In the most recent DMA/Winterberry Group Quarterly Business Review (QBR) for the first quarter of 2010, the Direct Marketing Association in conjunction with The Winterberry Group found that both direct and digital marketers have seen improved performance in terms of revenue, marketing expenditures and profitability compared to the previous quarter and the same quarter last year. Moreover, both marketers and service providers have optimism that this growth will continue, albeit at a slow pace.
Even though the plurality of 301 marketers surveyed said their spending remained the same during the period, nearly half expected spending to increase in the second quarter. The primary reason for this increased activity was cited as improved analytics and enhanced processes. In addition, there was a significant increase in revenues generated through direct channels due to slow improvements in response rates suggesting some easing of the recessionary pressures over the past year.

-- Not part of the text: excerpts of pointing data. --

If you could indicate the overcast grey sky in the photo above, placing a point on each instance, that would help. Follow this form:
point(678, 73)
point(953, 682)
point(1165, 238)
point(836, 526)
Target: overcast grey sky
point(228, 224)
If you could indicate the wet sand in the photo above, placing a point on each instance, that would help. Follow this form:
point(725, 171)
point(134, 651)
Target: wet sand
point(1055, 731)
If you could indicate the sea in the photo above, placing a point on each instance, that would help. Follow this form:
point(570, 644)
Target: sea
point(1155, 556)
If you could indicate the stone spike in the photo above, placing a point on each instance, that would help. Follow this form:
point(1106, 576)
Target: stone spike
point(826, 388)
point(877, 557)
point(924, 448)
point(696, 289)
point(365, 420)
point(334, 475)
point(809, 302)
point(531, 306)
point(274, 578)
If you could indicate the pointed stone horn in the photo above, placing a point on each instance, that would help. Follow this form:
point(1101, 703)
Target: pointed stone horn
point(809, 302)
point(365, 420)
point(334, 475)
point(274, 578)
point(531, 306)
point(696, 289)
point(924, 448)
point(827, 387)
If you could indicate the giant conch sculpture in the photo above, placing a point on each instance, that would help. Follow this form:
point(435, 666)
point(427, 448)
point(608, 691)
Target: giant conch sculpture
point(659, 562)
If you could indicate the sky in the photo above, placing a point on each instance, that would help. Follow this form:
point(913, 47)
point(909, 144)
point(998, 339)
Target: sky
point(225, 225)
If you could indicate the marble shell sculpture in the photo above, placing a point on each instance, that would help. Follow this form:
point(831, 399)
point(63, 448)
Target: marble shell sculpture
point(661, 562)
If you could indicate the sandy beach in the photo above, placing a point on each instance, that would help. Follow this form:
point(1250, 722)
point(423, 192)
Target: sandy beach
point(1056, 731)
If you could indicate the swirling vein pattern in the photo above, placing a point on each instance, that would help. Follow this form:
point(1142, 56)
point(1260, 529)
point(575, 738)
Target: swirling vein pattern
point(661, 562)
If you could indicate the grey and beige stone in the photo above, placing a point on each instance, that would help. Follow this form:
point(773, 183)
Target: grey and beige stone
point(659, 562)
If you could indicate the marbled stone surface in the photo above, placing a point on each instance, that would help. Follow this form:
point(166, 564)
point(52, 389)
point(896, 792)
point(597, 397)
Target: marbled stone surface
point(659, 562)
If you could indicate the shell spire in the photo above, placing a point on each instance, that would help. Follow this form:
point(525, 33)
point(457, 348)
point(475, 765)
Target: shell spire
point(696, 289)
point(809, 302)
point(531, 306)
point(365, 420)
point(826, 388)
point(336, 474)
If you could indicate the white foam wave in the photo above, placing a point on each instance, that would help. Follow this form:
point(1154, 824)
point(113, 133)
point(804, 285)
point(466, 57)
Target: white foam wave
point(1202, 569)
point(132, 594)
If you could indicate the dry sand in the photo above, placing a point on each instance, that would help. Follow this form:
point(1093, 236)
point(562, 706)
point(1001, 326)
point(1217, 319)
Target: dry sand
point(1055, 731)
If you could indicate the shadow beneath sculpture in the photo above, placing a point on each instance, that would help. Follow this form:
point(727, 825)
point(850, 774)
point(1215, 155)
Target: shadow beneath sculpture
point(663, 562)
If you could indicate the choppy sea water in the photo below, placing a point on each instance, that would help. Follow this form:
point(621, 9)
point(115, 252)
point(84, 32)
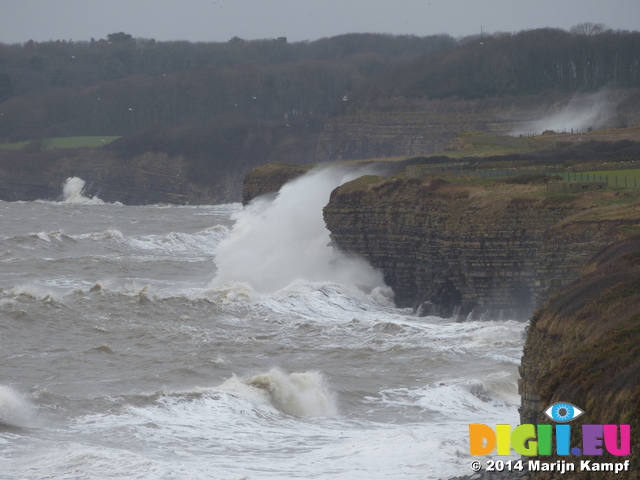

According to marketers, nearly all direct/digital marketing channels (with the exception of catalogs) had increased spending during the quarter. As has been the case in previous quarters, the most significant growth has been seen in email, social, search, online and mobile.channels. Interestingly, teleservices saw an increased investment after several quarters of decreases. Finally, the report found that the balance between budget allocated to acquisition and customer retention remained relatively constant at 59.5%/40.5%.
From this quarterly study, it is clear to see that online/offline integration will continue to be a marketing priority leveraging the technology available to drive better results across multiple channels and multiple touches. Reduced budgets and staffing is also making the importance of robust reporting and a strong ROI a centerpiece of most direct/digital programs.